Domo in Leuna ist einer von drei Standorten des belgischen Chemieunternehmens Domo Chemicals. Dort wird hauptsächlich Kunststoff produziert, der in der Automobilindustrie sowie in der Elektro- und Elektronikbranche Verwendung findet. Die neue Gesellschaft übernimmt den Standort sowie die Immobilie in Leuna und sichert 436 der zuletzt rund 500 Arbeitsplätze.

Die deutsche Chemieindustrie sieht sich seit Jahren mit Herausforderungen konfrontiert: Hohe Energiekosten, US-Zölle, eine schwache Konjunktur und Überkapazitäten auf dem Weltmarkt setzen der Branche zu. Der Krieg im Iran hat die Situation zusätzlich verschärft, da die energieintensive Chemiebranche besonders unter dem Anstieg der Öl- und Gaspreise leidet. Unternehmen wie BASF haben bereits Sparmaßnahmen und Stellenabbau angekündigt und teilweise Produktionsanlagen stillgelegt.

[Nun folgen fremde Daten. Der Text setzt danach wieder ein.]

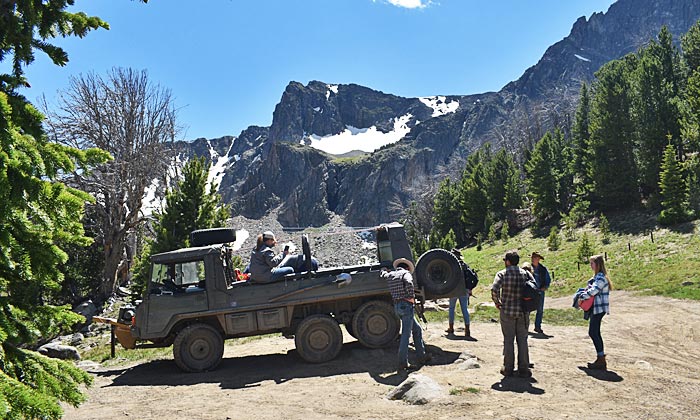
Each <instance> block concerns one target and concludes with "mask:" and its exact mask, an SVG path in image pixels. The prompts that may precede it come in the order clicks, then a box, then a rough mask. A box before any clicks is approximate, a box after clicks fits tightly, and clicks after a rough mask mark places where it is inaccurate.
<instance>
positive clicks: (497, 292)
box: [491, 272, 503, 309]
mask: <svg viewBox="0 0 700 420" xmlns="http://www.w3.org/2000/svg"><path fill="white" fill-rule="evenodd" d="M502 285H503V276H502V275H501V273H500V272H499V273H496V277H494V279H493V285H491V300H493V303H495V304H496V308H498V309H501V287H502Z"/></svg>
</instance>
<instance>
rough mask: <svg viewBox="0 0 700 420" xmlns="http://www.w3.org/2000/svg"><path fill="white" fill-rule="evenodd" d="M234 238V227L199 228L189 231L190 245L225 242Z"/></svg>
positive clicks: (234, 239)
mask: <svg viewBox="0 0 700 420" xmlns="http://www.w3.org/2000/svg"><path fill="white" fill-rule="evenodd" d="M235 240H236V229H234V228H213V229H199V230H193V231H192V232H190V246H206V245H213V244H225V243H228V242H234V241H235Z"/></svg>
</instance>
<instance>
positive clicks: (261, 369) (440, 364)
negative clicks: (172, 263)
mask: <svg viewBox="0 0 700 420" xmlns="http://www.w3.org/2000/svg"><path fill="white" fill-rule="evenodd" d="M427 347H428V351H429V352H430V354H431V355H432V360H431V361H430V363H429V364H430V365H447V364H451V363H453V362H454V361H455V360H457V358H458V357H459V353H457V352H451V351H444V350H442V349H441V348H440V347H437V346H432V345H428V346H427ZM396 353H397V348H396V347H395V346H394V347H389V348H386V349H367V348H365V347H363V346H361V345H360V344H359V343H358V342H353V343H346V344H344V345H343V349H342V351H341V352H340V354H339V355H338V357H336V358H335V359H333V360H331V361H329V362H325V363H319V364H311V363H306V362H304V361H303V360H302V359H301V358H300V357H299V356H298V355H297V353H296V351H295V350H290V351H288V352H287V354H263V355H253V356H242V357H228V358H224V359H223V360H222V361H221V364H220V365H219V366H218V367H217V368H216V370H214V371H211V372H202V373H184V372H182V371H181V370H180V369H179V368H178V367H177V366H176V365H175V362H174V361H173V360H154V361H152V362H148V363H143V364H140V365H137V366H134V367H131V368H127V369H114V370H106V371H100V372H95V374H96V375H98V376H104V377H114V379H113V380H112V383H111V384H110V385H108V386H107V387H115V386H133V385H137V386H161V385H166V386H186V385H194V384H201V383H218V384H220V386H221V388H222V389H240V388H251V387H256V386H259V385H260V383H261V382H264V381H274V382H275V383H277V384H280V383H284V382H286V381H288V380H290V379H298V378H312V377H328V376H337V375H345V374H349V373H362V372H367V373H368V374H369V375H370V376H371V377H372V378H373V379H374V380H376V381H377V382H379V383H383V384H399V383H401V382H402V381H403V380H404V379H406V376H407V375H406V373H397V372H396V367H397V360H396ZM411 353H412V352H411Z"/></svg>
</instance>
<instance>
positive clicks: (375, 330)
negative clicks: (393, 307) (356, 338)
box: [352, 300, 401, 349]
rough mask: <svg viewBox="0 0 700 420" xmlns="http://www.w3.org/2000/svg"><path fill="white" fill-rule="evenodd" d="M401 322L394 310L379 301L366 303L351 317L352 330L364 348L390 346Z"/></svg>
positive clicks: (393, 341) (398, 329)
mask: <svg viewBox="0 0 700 420" xmlns="http://www.w3.org/2000/svg"><path fill="white" fill-rule="evenodd" d="M400 324H401V321H400V320H399V317H398V316H396V312H395V311H394V308H393V307H392V306H391V305H390V304H388V303H386V302H384V301H381V300H373V301H370V302H366V303H364V304H362V306H360V307H359V308H358V309H357V311H355V315H354V316H353V317H352V330H353V333H354V335H355V337H357V340H358V341H359V342H360V343H361V344H362V345H363V346H365V347H369V348H373V349H376V348H382V347H386V346H388V345H390V344H392V343H393V342H394V341H395V340H396V337H398V335H399V329H400Z"/></svg>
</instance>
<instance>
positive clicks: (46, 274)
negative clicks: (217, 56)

Dies hat auch Auswirkungen auf das sogenannte Chemiedreieck in Sachsen-Anhalt, wo sich eine Zulieferindustrie etabliert hat.

Rettung in letzter Minute

„Das war eine Rettung in letzter Minute in einem in jeder Hinsicht ungewöhnlichen Verfahren“, erklärte Insolvenzverwalter Flöther, der den Geschäftsbetrieb seit Ende Dezember aufrechterhält. Aufgrund fehlender finanzieller Mittel hätte das Chemiewerk unter normalen Umständen im Januar geschlossen werden müssen.

Allerdings war dies nicht möglich, da die Anlagen bei winterlichen Temperaturen nicht ohne Umweltgefahren sicher heruntergefahren werden konnten. Aus Gründen der Gefahrenabwehr finanzierte das Land Sachsen-Anhalt einen Notbetrieb.

Die Situation verdeutlicht die Herausforderungen, vor denen die Chemiebranche steht, und die Bedeutung von Maßnahmen zur Sicherung von Arbeitsplätzen in dieser kritischen Zeit.